Describe the solution you'd like If I had control of the underlying api definition I could bring back other metrics or insights for the purposes of running 2 things in the response. 1. additional metrics beyond the safety object 2. Additional output json for things such as topic categorization and placement order of the conversational system, i.e., if I say do these 5 things and they llm is on the 3rd thing I would know as much and be able to make downstream decisions. In another capability, I would be able to retrieve and thus understand information on top of the speakers conversation that is unknown directly to the speaker's own STT - running alongside the user conversation. The purpose of this could be to include additional context or assure the LLM's response is holding to a specific standard for a specific use case. i.e., "in this request if the person asks for ice cream make sure to reply with we have currently ran out of chocolate." Or you could run an NLP and make sure the person is responding to the question put forth by the LLM directly so if they veer off you could make a deterministic decision prior to hitting the LLM. Currently you could do this but the aforementioned control issues prevent this from being practical.

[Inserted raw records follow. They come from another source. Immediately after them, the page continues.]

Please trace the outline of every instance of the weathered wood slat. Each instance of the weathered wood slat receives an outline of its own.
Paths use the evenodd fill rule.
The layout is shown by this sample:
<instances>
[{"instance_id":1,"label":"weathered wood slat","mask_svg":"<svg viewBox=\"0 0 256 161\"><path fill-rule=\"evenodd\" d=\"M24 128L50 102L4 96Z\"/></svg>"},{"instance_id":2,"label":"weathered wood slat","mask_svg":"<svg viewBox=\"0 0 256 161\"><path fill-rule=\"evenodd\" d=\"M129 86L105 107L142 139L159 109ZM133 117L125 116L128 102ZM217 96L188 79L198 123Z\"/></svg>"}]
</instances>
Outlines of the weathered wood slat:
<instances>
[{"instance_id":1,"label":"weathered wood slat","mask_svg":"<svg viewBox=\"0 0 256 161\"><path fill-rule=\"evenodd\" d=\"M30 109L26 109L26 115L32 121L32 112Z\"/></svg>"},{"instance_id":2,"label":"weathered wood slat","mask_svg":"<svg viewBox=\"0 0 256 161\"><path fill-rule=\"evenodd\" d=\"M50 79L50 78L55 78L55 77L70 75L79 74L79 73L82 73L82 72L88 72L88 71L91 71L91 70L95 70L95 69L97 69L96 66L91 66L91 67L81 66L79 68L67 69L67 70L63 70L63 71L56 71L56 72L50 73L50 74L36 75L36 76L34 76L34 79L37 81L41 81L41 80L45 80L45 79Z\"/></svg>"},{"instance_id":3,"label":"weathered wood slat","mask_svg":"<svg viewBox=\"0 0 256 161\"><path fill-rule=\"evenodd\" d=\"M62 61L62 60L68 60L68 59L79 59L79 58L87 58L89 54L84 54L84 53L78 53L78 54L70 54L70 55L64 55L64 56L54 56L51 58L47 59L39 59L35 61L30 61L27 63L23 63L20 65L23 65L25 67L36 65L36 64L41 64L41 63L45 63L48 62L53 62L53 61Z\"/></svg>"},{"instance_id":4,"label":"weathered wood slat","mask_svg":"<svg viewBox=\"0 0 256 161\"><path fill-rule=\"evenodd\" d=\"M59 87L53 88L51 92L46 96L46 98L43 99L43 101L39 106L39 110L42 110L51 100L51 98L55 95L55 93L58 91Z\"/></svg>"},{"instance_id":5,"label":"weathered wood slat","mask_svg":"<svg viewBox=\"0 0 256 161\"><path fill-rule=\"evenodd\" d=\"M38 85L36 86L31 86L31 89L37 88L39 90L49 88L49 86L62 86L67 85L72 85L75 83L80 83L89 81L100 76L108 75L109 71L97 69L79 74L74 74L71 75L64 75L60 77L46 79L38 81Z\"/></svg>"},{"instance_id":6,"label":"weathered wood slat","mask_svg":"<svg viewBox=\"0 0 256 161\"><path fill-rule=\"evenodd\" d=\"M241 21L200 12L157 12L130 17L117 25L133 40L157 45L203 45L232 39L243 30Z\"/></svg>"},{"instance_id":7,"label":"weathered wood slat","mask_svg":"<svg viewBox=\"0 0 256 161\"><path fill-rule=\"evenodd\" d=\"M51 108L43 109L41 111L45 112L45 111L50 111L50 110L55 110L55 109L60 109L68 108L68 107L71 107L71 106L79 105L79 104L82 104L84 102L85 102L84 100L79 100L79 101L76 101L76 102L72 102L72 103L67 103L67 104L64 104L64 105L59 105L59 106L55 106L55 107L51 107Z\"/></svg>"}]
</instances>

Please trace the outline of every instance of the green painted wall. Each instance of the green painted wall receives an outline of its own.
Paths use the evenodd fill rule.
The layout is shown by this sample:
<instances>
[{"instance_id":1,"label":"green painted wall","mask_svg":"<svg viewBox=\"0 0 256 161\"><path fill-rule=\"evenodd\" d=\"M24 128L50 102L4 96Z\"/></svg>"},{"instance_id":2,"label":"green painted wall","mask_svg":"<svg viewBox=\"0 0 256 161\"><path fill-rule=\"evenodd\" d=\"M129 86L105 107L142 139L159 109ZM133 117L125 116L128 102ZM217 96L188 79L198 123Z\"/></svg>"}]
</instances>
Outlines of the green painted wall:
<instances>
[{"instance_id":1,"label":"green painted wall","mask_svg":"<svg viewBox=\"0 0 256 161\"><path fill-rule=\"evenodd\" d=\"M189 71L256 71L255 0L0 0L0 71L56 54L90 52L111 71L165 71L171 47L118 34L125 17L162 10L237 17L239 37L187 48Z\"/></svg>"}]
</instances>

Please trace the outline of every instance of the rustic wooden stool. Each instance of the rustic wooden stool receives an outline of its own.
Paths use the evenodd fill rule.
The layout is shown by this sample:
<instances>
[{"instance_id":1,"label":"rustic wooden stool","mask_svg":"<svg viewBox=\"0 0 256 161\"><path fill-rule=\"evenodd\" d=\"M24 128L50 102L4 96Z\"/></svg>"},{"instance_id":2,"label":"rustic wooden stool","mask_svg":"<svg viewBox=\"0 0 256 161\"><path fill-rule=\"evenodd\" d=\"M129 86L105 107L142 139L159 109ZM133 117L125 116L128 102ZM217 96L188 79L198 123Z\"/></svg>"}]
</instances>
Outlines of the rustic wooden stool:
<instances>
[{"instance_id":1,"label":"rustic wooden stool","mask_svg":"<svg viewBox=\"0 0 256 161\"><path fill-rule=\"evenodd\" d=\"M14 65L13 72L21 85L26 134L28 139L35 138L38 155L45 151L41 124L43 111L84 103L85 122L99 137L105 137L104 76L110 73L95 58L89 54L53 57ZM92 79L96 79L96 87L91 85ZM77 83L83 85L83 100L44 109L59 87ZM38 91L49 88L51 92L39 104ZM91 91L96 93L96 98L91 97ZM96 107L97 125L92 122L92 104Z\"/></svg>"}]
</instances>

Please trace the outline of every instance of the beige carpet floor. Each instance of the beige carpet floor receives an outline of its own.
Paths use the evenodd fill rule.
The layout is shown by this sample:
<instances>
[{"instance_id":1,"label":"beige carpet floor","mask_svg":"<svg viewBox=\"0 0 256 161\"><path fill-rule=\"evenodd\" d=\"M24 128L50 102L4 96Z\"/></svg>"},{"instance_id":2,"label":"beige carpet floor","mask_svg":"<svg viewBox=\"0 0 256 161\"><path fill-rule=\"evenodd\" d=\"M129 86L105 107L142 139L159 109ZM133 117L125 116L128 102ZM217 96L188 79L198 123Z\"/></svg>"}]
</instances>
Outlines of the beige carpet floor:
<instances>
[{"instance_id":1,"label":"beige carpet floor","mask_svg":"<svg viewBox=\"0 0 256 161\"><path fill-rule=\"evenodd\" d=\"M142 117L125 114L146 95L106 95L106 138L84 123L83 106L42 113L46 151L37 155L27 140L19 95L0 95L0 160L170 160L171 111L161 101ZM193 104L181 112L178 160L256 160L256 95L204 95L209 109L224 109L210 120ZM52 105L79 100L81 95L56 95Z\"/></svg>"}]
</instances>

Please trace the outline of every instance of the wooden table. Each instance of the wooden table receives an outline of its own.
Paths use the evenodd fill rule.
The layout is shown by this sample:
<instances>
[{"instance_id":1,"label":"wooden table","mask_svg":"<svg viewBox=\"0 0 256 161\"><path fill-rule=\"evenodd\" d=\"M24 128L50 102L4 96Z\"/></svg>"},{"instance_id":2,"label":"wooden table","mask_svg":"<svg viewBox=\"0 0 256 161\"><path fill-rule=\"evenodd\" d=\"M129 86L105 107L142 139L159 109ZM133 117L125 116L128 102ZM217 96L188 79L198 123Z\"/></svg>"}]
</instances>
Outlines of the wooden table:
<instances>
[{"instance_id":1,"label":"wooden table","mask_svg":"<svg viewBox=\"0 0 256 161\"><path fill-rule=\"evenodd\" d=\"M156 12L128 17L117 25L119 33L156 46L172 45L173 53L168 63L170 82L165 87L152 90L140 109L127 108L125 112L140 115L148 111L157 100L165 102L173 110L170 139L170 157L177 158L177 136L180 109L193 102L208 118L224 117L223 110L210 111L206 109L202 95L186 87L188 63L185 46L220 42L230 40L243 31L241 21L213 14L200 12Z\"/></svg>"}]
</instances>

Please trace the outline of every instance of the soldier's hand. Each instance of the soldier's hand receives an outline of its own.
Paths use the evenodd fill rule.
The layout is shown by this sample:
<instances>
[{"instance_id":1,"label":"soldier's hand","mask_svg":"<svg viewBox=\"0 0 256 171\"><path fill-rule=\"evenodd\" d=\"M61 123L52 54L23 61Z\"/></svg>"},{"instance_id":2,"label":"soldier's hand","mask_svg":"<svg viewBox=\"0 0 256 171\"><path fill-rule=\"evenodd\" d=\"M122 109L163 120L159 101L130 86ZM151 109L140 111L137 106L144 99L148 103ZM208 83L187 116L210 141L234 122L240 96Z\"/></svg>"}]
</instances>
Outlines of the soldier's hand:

Describe alternatives you've considered I 'could' run a sidecar llm to achieve the same effect but that would be quite costly, lead to increased latency issues, and seemingly unnecessary.

Additional context Using model 3.5 achieves pretty good results. I would expect 4o to have similar results but is nowhere near as tuned and low latency has 3.5.

I would love to help with this more directly if possibly. Do you have TAP webcasts for AI that we could attend? Those were pretty informative and helpful when working with the dev teams directly.

xtianus79 commented 23 hours ago

@HenryvanderVegte Hi are you able to help with this?

yinhew commented 2 hours ago

Hi, @xtianus79

Our TTS Avatar service and Azure OpenAI (LLM) service are different services. They are decoupled. Therefore, using TTS avatar won't limit the capability of Azure OpenAI.

The steps are:

  1. STT (speaker speech -> speaker text)
  2. LLM (speaker text -> response text)
  3. TTS Avatar (response text -> TTS avatar response video/speech)

You can insert any customized logic between 1, 2 and 2, 3.

Thanks, Yinhe

xtianus79 commented 5 minutes ago

@yinhew hi! Thanks for the reply. The issue is with 2 and the ability to control or customize 2. The reason is because 2 is very "curated" in it's responses and structure. You can't alter anything regarding what the LLM is producing. For example, i've don't quick experiments to try and alter the payload and it's impossible. you get a general response but not a fully controllable analysis and response customization.

Would you guys be open to allowing for some customization of that response? For example, if I want a mapping to a "type of response", "Was the response an answer", "was the answer acceptable", etc. Some additional metadata that I can act on for my conversational flow would be very useful.